Midlife Woes
Things That Bother Me in Bed
Chemically matured bottle gourd at the greengrocer and stuff like that
My ob-gyn’s indifferent thumbs-up emoji for a 1000-word anatomical concern.
The ill-functioning key of the apartment door.
Psychologists’ 1000-word over-caring text.
Posthumous guilt of thoughtless autopay deduction.
My daughter’s overseas half-educated consultant.
My daughter’s scholarship and my son’s relationship.
The loose doorknob of the bathroom.
The half-finished medicine strip in my son’s drawer.
Posthumous guilt on Amazon’s exotic grocery order.

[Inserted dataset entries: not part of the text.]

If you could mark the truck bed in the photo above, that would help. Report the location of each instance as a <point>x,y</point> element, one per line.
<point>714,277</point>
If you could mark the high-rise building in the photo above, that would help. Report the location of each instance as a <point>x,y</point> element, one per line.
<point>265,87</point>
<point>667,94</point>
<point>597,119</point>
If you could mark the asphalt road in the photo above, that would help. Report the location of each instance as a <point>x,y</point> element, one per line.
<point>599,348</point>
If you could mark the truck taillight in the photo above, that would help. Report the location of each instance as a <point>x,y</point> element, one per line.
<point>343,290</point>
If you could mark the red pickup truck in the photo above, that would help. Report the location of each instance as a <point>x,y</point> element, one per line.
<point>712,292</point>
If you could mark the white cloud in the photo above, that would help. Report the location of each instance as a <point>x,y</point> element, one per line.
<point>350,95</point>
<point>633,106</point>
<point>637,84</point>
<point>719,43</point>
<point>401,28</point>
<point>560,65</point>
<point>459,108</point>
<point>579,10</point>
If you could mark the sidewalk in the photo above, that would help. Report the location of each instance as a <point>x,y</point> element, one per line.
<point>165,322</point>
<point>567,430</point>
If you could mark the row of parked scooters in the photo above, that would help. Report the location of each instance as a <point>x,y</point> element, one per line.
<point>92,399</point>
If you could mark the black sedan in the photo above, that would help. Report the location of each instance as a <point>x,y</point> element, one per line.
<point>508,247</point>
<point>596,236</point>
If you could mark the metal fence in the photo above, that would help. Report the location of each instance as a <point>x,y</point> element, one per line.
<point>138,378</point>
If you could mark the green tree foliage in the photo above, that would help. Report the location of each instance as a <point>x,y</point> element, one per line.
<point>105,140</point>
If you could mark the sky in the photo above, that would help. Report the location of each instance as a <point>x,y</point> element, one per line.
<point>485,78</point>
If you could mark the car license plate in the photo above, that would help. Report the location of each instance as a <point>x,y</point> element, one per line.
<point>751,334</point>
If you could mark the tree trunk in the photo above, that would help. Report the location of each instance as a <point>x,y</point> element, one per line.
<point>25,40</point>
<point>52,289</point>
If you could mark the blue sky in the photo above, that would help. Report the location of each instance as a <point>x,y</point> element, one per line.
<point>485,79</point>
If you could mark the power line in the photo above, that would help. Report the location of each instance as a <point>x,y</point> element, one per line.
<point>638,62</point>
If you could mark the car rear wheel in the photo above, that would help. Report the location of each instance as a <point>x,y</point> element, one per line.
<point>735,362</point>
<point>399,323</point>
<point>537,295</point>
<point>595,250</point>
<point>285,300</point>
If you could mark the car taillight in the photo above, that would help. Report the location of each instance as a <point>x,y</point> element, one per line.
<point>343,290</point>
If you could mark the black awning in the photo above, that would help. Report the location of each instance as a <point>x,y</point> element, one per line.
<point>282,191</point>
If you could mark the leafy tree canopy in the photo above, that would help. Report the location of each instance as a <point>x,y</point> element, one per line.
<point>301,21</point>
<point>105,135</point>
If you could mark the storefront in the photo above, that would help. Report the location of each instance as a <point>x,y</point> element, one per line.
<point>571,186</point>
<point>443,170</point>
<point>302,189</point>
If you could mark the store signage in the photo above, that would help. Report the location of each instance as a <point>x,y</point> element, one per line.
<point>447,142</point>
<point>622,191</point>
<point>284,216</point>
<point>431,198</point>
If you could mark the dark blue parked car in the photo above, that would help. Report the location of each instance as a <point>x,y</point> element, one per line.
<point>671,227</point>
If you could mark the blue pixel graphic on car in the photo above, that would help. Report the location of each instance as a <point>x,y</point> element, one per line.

The undercover-agent-type lizard in the kitchen.
Domestic help’s holidays and neighbor’s third pregnancy.
Hubs rapidly bulging belly and store-bought eggs.
Posthumous guilt on doom-scrolling Instagram for three hours.
The limpy vegetables at grocers and the pretentious economy of the nation.
The ignored WhatsApp text and suddenly reminded 6-month-old email.
Hard to remember passwords and stupid user IDs.
Posthumous guilt of being financially dumb.
Dad’s 11 missed calls and Granny’s constipation description.
Hub’s dying passport and my growing anxiety.
Nutritionist diet plan and my inability to execute a decent-looking dish.
Posthumous guilt of being a helicopter mum.
My decaying culinary expertise and rising sugar levels.
My obsessive cleaning compulsion and unsupportive body.
Scattered documents and scattered lives.